The owner of an exotic animal farm says the four tigers and one camel found dead on his property Tuesday weren't neglected.
"Animals do get sick. Animals do die, particularly in cold weather," Dr. Roy Cordy said Thursday.
Tigers at Cordy's YOR Exotics animal farm, five miles north of Pelican Rapids, may have fed on each other, according to records filed Thursday in Otter Tail County District Court.
Local, state and federal investigators found the animal remains after searching the property Tuesday.
Officials obtained a judge's signature for a search warrant of the property after Elizabeth Hoadley, who lives south of Cordy's farm, complained she hadn't seen anyone feeding the animals for the previous 10 days.
Cordy, who has had the farm more than 12 years, said he has not changed his routine in recent months.
He said he feeds and waters his animals a specific amount every day and there is little left over when they are done.
Because his job requires travel and working odd hours, Cordy said he sometimes must do his farm chores in the middle of the night.
"I think people, before they make assumptions, I wish they could have just called me," Cordy said.
Cordy wouldn't discuss the animals that were found dead or how long they had been that way but he said exotic animals pose a particular challenge when it comes to maintaining their health.
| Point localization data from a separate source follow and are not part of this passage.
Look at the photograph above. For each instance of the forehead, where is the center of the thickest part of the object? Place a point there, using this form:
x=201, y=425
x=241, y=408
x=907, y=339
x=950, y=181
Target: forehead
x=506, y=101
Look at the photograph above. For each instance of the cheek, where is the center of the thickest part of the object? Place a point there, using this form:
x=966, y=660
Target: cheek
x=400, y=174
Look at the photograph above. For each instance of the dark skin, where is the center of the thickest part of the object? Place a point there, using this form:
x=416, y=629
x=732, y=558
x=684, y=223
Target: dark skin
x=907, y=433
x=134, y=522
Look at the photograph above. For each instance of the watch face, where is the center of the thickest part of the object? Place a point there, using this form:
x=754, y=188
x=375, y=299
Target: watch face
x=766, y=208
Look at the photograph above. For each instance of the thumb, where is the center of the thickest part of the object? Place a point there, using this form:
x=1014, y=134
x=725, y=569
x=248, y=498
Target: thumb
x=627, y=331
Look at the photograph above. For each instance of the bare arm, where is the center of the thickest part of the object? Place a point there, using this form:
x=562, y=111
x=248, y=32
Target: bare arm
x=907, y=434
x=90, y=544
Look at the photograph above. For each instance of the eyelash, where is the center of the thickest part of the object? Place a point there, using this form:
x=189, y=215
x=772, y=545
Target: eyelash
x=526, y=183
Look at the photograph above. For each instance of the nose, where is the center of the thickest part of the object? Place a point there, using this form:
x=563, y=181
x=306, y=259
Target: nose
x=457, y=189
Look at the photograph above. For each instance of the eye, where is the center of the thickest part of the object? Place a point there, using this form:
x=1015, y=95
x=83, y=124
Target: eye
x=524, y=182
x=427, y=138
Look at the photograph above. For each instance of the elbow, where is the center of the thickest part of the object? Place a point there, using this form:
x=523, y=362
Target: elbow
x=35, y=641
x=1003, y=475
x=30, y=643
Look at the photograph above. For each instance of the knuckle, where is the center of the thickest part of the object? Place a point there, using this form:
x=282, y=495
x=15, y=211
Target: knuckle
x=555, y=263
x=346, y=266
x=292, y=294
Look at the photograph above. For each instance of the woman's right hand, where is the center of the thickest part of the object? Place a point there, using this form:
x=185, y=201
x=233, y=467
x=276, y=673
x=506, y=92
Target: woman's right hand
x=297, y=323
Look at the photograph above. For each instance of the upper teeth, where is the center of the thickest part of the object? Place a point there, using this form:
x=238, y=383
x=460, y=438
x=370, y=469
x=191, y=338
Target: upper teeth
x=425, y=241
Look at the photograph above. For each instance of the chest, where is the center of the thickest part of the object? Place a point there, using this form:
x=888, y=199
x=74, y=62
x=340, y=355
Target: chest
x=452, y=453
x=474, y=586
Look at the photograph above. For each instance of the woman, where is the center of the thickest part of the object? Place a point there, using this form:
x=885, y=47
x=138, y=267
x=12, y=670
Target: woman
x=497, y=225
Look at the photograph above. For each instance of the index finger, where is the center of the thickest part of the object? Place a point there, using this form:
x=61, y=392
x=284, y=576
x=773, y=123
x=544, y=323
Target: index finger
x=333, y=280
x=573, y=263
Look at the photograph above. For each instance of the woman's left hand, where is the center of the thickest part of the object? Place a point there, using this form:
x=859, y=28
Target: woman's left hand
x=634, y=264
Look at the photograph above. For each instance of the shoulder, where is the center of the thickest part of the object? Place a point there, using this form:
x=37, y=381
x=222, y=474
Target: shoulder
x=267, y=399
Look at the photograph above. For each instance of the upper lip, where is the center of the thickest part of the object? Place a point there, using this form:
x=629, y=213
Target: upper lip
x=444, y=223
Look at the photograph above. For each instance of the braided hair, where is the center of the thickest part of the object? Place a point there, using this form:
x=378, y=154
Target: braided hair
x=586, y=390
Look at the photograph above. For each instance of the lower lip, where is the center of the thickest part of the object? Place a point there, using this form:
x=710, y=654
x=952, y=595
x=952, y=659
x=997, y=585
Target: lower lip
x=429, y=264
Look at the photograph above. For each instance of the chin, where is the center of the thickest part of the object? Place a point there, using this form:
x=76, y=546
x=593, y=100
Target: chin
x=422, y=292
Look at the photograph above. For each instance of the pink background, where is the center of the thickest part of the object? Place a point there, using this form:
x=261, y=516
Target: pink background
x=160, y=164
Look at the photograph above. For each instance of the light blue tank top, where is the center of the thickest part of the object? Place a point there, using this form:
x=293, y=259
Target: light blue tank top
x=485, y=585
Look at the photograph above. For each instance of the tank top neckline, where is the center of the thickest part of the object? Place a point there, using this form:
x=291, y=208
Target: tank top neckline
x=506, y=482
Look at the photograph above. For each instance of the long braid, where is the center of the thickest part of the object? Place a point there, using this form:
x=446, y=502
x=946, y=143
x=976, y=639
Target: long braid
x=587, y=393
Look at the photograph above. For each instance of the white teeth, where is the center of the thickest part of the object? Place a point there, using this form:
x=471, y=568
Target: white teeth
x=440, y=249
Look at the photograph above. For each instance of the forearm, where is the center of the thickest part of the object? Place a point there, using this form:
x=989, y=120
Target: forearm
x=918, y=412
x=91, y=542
"I've spent up to $6,000 in one year on vet bills," he said. "These exotic animals don't show illness like other animals do.
"In the wild, if they show that they're ill, they're going to get preyed upon. So they don't show their illness until they drop over."
The dead animals were not immediately removed because the surviving tiger might have considered them her prey and defended them, Cordy said.
After Hoadley's complaint to the Otter Tail County Sheriff's Department, Deputy Marvin Robinson visited the farm, according to the search warrant filed in the investigation.
At first glance, Robinson said he saw a camel that appeared in good health.
The search warrant says Robinson then called Hoadley for more details about her complaint.
"Ms. Hoadley stated that there are other camels and a llama and other animals that are normally walking around the compound," court papers say. She also told Robinson that tigers lived in one of the buildings.
The deputy then took a closer look and spotted two camels, a llama and another exotic bird.
Court records say:
Robinson also found a dead tiger inside one of the buildings. The tiger was lying on its side and covered with snow.
In the doorway of another building, the deputy saw a live tiger and the head and hide of a third tiger.
"It appeared that the live tiger had eaten the other tiger," Robinson wrote in his affidavit.
The U.S. Fish and Wildlife Service took custody of the remains and officials are performing tests to determine how the animals died.
No charges have been filed in the case.
There were no signs of animals having been recently fed or watered at the site, Robinson said in his affidavit.
Over the last six months, Cordy said he has been in the process of liquidating the farm and finding homes for the animals.
The farm still houses a number of creatures, including two camels, a llama, an Asian leopard, five lemurs and some tortoises, Cordy said.
Court records say Cordy's home, located across Tamarac Lake from the farm, was sold at sheriff's auction last year and Cordy was evicted from the home last month.
The Sheriff's Department said Cordy is cooperating in the investigation and working with the Otter Tail County Humane Society and the Chahinkapa Zoo in Wahpeton, N.D., to care for the animals.
According to a search warrant, here's a partial list of what investigators found at the farm Tuesday:
- One young male tiger
- Four tiger legs -- two right rear, one left rear, and one right front
- One tiger tail
- One adult female tiger and half of one adult tiger
- Burned bird bones
Before Tuesday's search, the Sheriff's Department investigated two complaints about the farm within the past 18 months, but found nothing alarming during either visit.
The last time the USDA's Animal and Plant Health Inspection Service inspected YOR Exotics was in December 2001.
Cordy's license, which allowed him to buy and sell exotic animals, required a regular unannounced inspection by the agency.
Cordy did not renew his license after it expired in November 2003.
An inspector visited YOR Exotics five times between May 2001 and January 2003. However, the agency didn't complete four of the inspections.
Jim Rogers, an animal health inspection service spokesman, said Thursday that's not unusual.
"The requirement is that someone is there between business hours so we have access, but it is more common that there's not somebody at the smaller operations," he.
If the department has reason to believe animals are in danger, it has other means to access the facility, he said.
"Otherwise we'll just come back some other time," he said.
Officials conducted an inspection at YOR Exotics on Dec. 20, 2001, and cited Cordy for failing to have an 8-foot perimeter fence around the tiger pens. An inventory of the animals included four ring-tailed lemurs, six tigers, six camels, one sloth, four sugar gliders and a hedgehog.
Forum reporter Erin Hemme Froslie contributed to this article.